1873, 1875, 1876, 1881
January 1840 (Liverpool, Lancashire, England)
Died: 17 September 1890 (Mackay, Queensland, Australia) aged 50 years.
Buried: 18 September 1890 (Mackay Cemetery, C. of E. Sect. 2, Row 2, Plot 6.)
Parents: George SMITH and Jessie McLAUCHLAN.
Marriage: Jane MORRISON at Knockbreda, County Down, Ireland.
Religion: Church of England
George Smith of Liverpool, England and Jane Morrison of Belfast, Ireland, were married at Knockbreda, County Down, Ireland and came to Australia by sailing ship in the 1850's to settle in Maryborough, where Robert, Leila (Mrs. Gemmell Smith), Cecil and George were born.
The family moved to Mackay about 1870 and lived in what has since been described as "a lovely old cottage next to Marsh and Websters."
It was here that Juanita (Mrs. Westbrook), Helen (wife of Dr. George Tyndale Lloyd of Mackay), Harry and Sidney were born.
The names Robert and Lee which appear in this and succeeding generations originated from the American General Robert E. Lee. Jane Morrison was taken prisoner with her brothers in New Orleans during the war of this famous general's time.
George Smith was well known in the early days of Mackay, being the mayor for some years (to be followed in this office by his son, Cecil). An auctioneer, he was Queensland agent for Lloyds of London and local agent for Howard Smith, the Orient Line, McIlwraith, McEachran, and an owner of Marian Mill which was built in partnership with this latter firm.
Sir Malcolm McEachran was a close personal friend. Other interests were in timber and island trading.
A bold venture which turned out disastrously was a voyage to Western Australia in a sailing ship called the "Isabella" owned by George Smith.
The trip was sponsored by the offer of a land grant by Mr. Forrest (afterwards Lord Forrest) Premier of W.A. as a sugar growing proposition.
The party, consisting of Queensland cane planters, headed by George Smith, landed safely in Cambridge Gulf, but the region was considered unsuitable for cane growing. The "Isabella" was wrecked on the return voyage to Mackay and became a complete loss.
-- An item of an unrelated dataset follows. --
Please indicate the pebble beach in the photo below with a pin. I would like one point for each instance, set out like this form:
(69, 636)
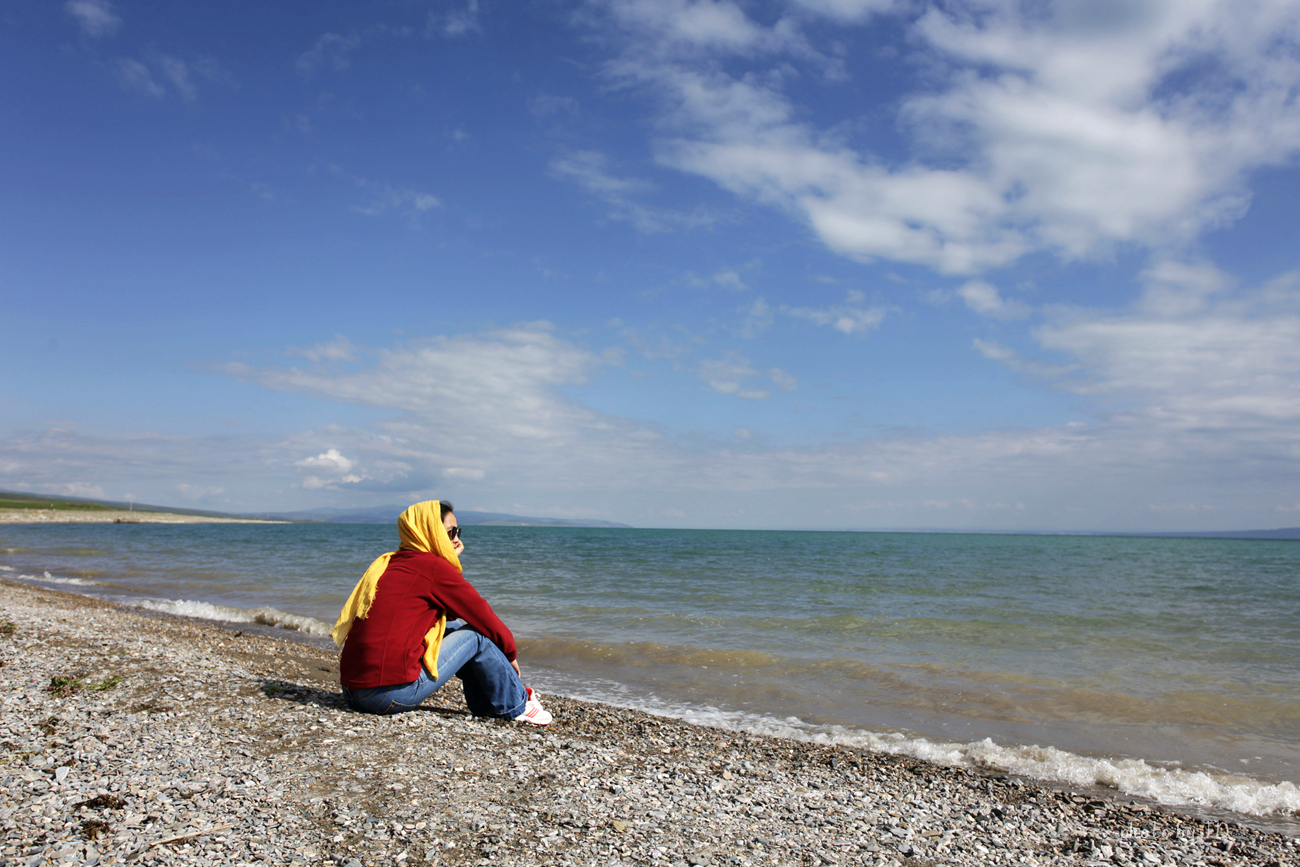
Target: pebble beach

A large transaction for those days, in the sale of Habana Mill, was conducted by George Smith.
A new house known as "The Folly" was built, and it was here that Madam Melba, a close friend of the family was a frequent visitor. This house was opposite what was known as George Smith's Wharf, in those days the first wharf on coming up the river.
The Daily Mercury, 23 February 1960, (obituary on the death of Harry Lee Smith - son of George Smith).
Daily Mercury. (1912). The Jubilee of Mackay, 1862-1912 Fifty Years,
Mackay QLD: The Daily Mercury.
Mackay Branch Genealogical Society of Qld. Mackay Cemetery Burial Register.
Mackay Branch Genealogical Society of Qld. Mackay Cemetery Monumental Inscriptions,
Queensland Births Deaths and Marriages, Deaths 1890-1894, Microfische Sheet No. 004, Page No. 1041, Registration No. 90 / 002835
Queensland Pioneers Index, 1829-1889
Queensland Federation Index 1890-1914.
Death of Mr. George Smith
Death has removed from our midst one of the best known and one of the oldest residents in Mackay.
Mr George Smith was a Northerner pure and simple, and his name will be remembered for many a day as one of the pioneer business men of this part of the colony.
He was born in Liverpool. of which town his father was Mayor, in 1840, and came to this colony in 1863.
He entered a merchant's office in Maryborough and soon after started business in Bowen. By reference to our old files we find that he opened in Mackay as an auctioneer and general commission agent in October 1869, from which time he has been closely identified with the growth politically and industrially of the town and district. Almost from the time he started here he has been connected with the shipping interests, having successively controlled the agencies of the B.I.S.N. co., the A.U.S.N. co., and latterly of Wm. Howard Smith and Sons.
He assisted to found the School of Arts and has ever been an active participator in the government of our local institutions. He has several times held the position of mayor, and at his death was a member of the committees of the School of Arts and Hospital, of the Chamber of Commerce, and of lesser local bodies. In all public movements he was a leader, and it was to his energy and enterprise that the establishment of the Victoria and Marian mills, as central mills, was due.
Mr Smith had been ill for some weeks, but was considered a few days ago to be on the high road to recovery. He was, however, very weak and we understand, congestion of the lungs made itself apparent. Shortly before 3.30 p.m. yesterday he was found to be rapidly sinking, and before medical assistance could be called in he breathed his last. Dr. G. T. Lloyd attended him during his illness, and had visited him constantly during the last few days. Every member of the community will join us in expressing sincere sorrow at his death and heart-felt sympathy for those who are left to mourn his decease.
The Mackay Mercury, Thursday, September 18, 1890.